IN CASE you missed any of our ten most-read blogs of last week, here they are for you again – and well worth the read.
Dr Mike Yeadon: Sage and the two fatal errors
Chris McGovern: Working-class white boys . . . a ticking time bomb
Donald Forbes: Who’ll pull the strings if Biden creaks his way to puppet president?
Kathy Gyngell: Debunked, a Covid scare story of mass deaths
Margaret Ashworth: At last, a conservative Tory MP
Darren Selkus: Democracy – the reason I’m backing Fox’s Reclaim Party
Karen Harradine: Why so many believe in the Covid Cult
Andrew Cadman: Are we paying the price of Johnson’s Churchill complex?
Vlod Barchuk: Is Trump really losing? I wouldn’t bet on it!
Donald Forbes: In the limbo of a lost past, migrants are the Nowhere People
We could all do with a break from the relentless coverage of new lockdown restrictions. Another controversy relating to the ‘Black Lives Matter’ movement might not be what we have in mind, however. Still, beggars can’t be choosers, and where better to uncover such a controversy than in a small village in Wiltshire? Such is the topic of my pick of the week, by Henry Getley.
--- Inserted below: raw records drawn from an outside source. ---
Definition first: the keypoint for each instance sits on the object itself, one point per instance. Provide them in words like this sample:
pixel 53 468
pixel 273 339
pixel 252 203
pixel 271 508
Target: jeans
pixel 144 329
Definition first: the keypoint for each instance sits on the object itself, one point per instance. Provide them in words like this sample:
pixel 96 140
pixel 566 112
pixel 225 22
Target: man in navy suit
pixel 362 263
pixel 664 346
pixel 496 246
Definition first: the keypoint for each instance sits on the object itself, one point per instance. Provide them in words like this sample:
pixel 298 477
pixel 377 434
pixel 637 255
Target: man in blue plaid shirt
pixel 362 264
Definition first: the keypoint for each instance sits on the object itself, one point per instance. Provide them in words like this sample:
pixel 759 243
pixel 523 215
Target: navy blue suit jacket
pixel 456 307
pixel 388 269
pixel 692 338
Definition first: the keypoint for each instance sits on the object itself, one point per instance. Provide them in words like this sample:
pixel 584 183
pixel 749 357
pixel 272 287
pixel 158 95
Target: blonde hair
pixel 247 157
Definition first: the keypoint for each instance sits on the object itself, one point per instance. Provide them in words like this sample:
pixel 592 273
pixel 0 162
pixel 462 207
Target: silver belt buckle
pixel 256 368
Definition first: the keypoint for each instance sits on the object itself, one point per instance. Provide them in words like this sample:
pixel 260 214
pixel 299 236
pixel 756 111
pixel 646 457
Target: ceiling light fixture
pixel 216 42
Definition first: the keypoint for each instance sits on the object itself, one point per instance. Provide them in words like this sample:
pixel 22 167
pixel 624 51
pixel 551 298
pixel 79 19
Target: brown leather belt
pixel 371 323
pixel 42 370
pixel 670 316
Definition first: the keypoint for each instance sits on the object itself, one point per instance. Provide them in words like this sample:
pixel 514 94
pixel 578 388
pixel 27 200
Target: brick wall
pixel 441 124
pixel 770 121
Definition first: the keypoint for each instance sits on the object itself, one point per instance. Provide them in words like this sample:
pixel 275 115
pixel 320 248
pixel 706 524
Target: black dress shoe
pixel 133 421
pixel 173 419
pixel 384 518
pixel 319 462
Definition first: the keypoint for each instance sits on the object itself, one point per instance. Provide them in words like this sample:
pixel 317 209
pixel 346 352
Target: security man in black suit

Several teenagers in Urchfont caused a stir when their request that a local disused telephone box should adorn a BLM-inspired ‘anti-racism’ display was turned down by the council. Patent racism, surely? Not quite, since the display was rejected on political grounds. The children protested, citing an example of a war-memorial display which had featured previously. Have we abandoned the process of thought altogether?
Henry explores this case with his usual wit, and his article, here, is well worth a read.
Last week brought more new talent to TCW, Kathy writes, and the discovery of a philosopher for our times. David Matcham, a delivery van-driving poet, is her pick of the week outside the top ten. His parody of the Nicene Creed – ‘The Covid Creed’ – cleverly sends up the religious zeal of the nation’s lockdown lovers. You can, indeed you must, read it now if you missed it when it was published.
Like King Lear, the zealots leading this Covid cult will brook no truth. But unlike Lear they won’t even suffer a ‘fool’ to confront their vanity and insanity though such a one was never more needed.
We doubt Number Ten will invite David in as their poet-in-residence any time soon, but he does have our platform on TCW whenever he wants it to direct his barbed stanzas from. Since ‘The Covid Creed’ he’s sent two more: ‘The Government is my Shepherd’, which you can enjoy here, and ‘If Shakespeare did Covid’ here.
In this age of cynicism about education David’s literacy and intellect provides a timely reminder of its inherent value and worth, one which we must fight to conserve.
Margaret’s choice outside the top ten is Frederick Edward’s ‘The down-at-heel shoe town: Elegy for my poor old Northampton’. Never more than an ‘average’ town, it has far less to recommend it now. Edward describes ‘a stroll through the multikulti that has been established throughout most English towns’ as he tries manfully to find some saving graces. He concludes: ‘I can’t shake the feeling that we are merely living in the shadow of greater things, like the barbarian living among the ruins of a Roman city.’ Many will agree.